これらの発言はほぼすべてペンタゴン(アメリカ国防総省)の高官や軍のトップが議会上下院で証言する際に“語られる脅威”です。

「もう中国人民解放軍の軍事力とプレゼンスが、アメリカの軍事的な優位を脅かす日も近い」という発言も確か最近あったと思います。

私自身、これらの発言をそれなりに真に受けて、中国の脅威の増大について警告してきたのですが、これらの発言の後になされる「ゆえに…」の部分までしっかりと聞いてみると、「ホンマかいな」という問いがわいてきます。

その理由付けとはつまり「ゆえに、もっと軍に対して予算をつけるべきである」という内容につながっています。

トランプ政権時代、オバマ政権までの方針を覆すかのように、軍拡にゴーサインが出されたというイメージで、軍部はさぞかし満足だっただろうと思われますし、軍拡はしても実際にやみくもに行わないというところも、軍のプロ・トランプな感情をくすぐったのだと思います。おまけに宇宙軍が戦略部隊に格上げされましたしね。

それがバイデン政権になり、表面的にはトランプ政権時代の方針を反転させるということになっているためか、軍拡に対して待ったがかかったり、ことごとく見直しが提案されたりと、軍、軍需産業にとってはマイナスイメージかもしれません。

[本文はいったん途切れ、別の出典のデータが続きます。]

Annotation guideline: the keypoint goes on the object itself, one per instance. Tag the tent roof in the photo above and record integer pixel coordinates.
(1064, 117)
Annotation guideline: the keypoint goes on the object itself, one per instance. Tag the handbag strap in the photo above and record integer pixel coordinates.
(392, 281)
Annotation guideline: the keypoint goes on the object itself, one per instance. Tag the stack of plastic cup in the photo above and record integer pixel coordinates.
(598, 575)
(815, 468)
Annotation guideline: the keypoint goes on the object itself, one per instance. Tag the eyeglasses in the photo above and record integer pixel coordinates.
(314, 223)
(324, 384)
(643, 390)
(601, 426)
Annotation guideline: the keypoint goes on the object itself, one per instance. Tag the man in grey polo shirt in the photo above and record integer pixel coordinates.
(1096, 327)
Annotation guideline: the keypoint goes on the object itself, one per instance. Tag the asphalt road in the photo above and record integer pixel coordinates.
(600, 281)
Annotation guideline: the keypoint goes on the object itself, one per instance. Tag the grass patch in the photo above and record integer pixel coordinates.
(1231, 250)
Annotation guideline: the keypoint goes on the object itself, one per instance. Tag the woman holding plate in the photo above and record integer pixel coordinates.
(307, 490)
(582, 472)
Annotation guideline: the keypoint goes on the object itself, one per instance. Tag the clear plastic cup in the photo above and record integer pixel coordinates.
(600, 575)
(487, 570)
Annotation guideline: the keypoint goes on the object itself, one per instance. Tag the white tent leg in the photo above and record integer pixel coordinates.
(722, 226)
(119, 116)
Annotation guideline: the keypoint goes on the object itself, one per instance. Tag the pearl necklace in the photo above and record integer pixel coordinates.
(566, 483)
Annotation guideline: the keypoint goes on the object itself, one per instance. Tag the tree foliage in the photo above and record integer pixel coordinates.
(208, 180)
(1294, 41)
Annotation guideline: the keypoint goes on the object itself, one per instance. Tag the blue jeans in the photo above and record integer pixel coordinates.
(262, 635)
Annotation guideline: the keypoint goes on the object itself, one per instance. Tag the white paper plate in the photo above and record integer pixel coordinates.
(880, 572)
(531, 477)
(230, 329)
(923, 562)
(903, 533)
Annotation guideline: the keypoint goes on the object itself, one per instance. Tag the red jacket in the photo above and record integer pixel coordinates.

これらの発言の内容については、しかし、全くのウソとは言いきれず、ミサイル能力や海軍力の“物理的な”充実という点では、中国の軍拡体制は、太平洋地域を含むSeven Seasすべてに海軍を置くアメリカにとっては由々しき問題なのでしょう。それゆえの予算獲得のためのロビイングがこのような発言の連発につながっています。

しかし、現実はどうでしょうか?

艦船の数、国産戦闘機の登場、急ピッチで建造・進水する空母、そしてグアムキラーや極超音速長距離弾道ミサイルをはじめとする“規模の拡大と充実”については、これらの警告は当たっていますが、実際の能力は規模では測れません。

カギになるのは、それらの最新鋭の軍備をいかに運営して、能力を最大限引き出すことが出来るかという“運用能力”です。

これについては、“少なくとも今は”という但し書きを付けますが、圧倒的にアメリカとその仲間たち(ここではクアッド参加国と英仏独の軍)に軍配が上がります。特に空母攻撃群の運用については、多種多様な戦力のマネージメントと連携が必須ですし、空母への戦闘機および補給機などの航空機運用は、かなり高度な習熟度が必要とされるそうです。

この点は、まだ中国の人民解放軍の習熟度と熟練度は上がっていないと思われます。